You, yes, you, brown skin girl, need affirmation to love yourself. I did it and you can, too.
So often as young Black women, we feel the need to have to look a certain way or we are not pretty enough if we do not look a certain way. Some may think because they are no light enough they’re not pretty enough, or, if they do not have nice, straight, manageable hair, then they are not pretty enough.
Feelings of insecurities are brought on by how society makes you think you should look.
As a young girl, I remember having those same exact feelings. I remember one day playing on the porch with my favorite Barbie doll, a light-skinned, golden brown, long brownish blond hair, island barbie named Theresa.
I turned to my mom and said “Mommy if I looked more like her then would I be beautiful?”
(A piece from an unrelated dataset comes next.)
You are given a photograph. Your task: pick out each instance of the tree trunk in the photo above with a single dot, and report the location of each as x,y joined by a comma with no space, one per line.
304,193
My mother had this look of disbelief on her face said to me, “You are beautiful just how you are. You don’t have to look like her to be beautiful.”
But I wasn’t convinced. I thought she was just saying that because she was my mother, and that is just what a mother would say.
Still not believing her, she told me to ask my uncle who had been at the house fixing the porch light. So when I asked him the same question, he said to me “What makes you think you are not? So, you want to look plastic is what you are saying?” He said, “You do realize that Barbie is fake and is not real. You are real and your complexion does not define who you are.”
I grew up thinking for a long time my complexion was too dark, my natural hair was too nappy and not pretty enough, and neither was I. But I soon begin to realize that I am beautiful, my natural hair is beautiful, and I need to embrace it.
So often, I see young melanin girls with darker skin complexions being taunted because of their complexion is seen as “too dark” or them embracing their natural hair, most times a big beautiful afro, which to me is the prettiest sight ever.
If I could tell them anything, I would tell them all to shine bright like a diamond because that is what they are in their rarest form. After years of dealing with insecurities, one day I finally realized that beauty comes from within and shines on the outside.
I have grown to love and embrace the color of my skin, and so should you, brown skin girl.
I have grown to love my natural hair in every form, and so should you, brown skin girl.
I have grown to learn to love me for me, regardless of how society may think I should look, and you should, too, brown skin girl.
Your complexion, your hair, your beauty-it all tells a story and you are the author.